5. The method of multi-objective tracking for image and point cloud fusion of claim 1, wherein the second level of association of the multi-level association comprises: and based on the geometric perception cost, correlating the unfused three-dimensional target with the track at the current moment predicted based on the track at the last moment stored in the three-dimensional track library to obtain a correlated track, a correlated detection, a non-correlated track and a non-correlated detection.

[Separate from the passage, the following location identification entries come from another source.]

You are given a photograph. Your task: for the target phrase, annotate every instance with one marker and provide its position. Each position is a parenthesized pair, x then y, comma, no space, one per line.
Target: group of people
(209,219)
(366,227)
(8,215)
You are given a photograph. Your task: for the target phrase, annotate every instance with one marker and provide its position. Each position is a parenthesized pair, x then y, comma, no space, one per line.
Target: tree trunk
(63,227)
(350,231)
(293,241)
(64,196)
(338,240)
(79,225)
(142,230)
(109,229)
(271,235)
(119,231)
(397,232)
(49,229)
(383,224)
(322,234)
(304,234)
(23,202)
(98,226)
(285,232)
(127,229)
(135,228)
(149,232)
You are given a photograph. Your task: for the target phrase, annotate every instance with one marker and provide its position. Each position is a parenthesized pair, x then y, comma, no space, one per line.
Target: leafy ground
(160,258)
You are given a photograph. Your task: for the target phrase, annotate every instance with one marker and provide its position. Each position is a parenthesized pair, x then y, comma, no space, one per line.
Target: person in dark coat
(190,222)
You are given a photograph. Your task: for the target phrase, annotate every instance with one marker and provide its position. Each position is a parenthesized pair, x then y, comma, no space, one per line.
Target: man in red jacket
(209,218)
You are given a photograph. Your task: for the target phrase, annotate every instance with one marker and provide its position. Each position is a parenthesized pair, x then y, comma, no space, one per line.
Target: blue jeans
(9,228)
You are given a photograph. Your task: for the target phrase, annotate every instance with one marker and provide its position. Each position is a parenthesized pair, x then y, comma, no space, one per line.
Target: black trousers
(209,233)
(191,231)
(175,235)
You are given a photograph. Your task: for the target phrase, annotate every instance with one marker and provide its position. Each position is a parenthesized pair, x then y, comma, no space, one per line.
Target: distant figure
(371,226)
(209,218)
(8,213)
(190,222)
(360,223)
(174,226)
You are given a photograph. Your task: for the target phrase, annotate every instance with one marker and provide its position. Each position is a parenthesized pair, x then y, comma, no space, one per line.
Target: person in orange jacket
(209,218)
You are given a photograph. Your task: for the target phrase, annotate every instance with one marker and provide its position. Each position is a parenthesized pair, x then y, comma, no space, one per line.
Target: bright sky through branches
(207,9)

6. The multi-target tracking method based on the image and the point cloud fusion according to claim 1, wherein the third level of association of the multi-level association is to associate the unfused two-dimensional target with a track at the current time predicted based on a track at the last time stored in a two-dimensional track library based on an intersection ratio, and obtain an associated track, an associated detection, an unassociated track and an unassociated detection.

7. The method of multi-target tracking for fusion of images and point clouds as recited in claim 1, further comprising: and after the three-dimensional track in the three-dimensional track library is projected to the image plane, correlating the projected track with the two-dimensional track in the two-dimensional track library, and deleting the correlated two-dimensional track from the two-dimensional track library.

8. The image and point cloud fusion multi-target tracking system is characterized by comprising:

9. A computer readable storage medium having stored thereon a computer program, the program being executed by a processor, characterized in that the program when executed by the processor performs the steps in the multi-target tracking method of fusion of images and point clouds as claimed in any one of claims 1-7.

10. A computer device comprising a memory, a processor and a computer program stored on the memory and executable on the processor, wherein the processor performs the steps in the multi-objective tracking method of fusion of images and point clouds as claimed in any one of claims 1-7 when the program is executed.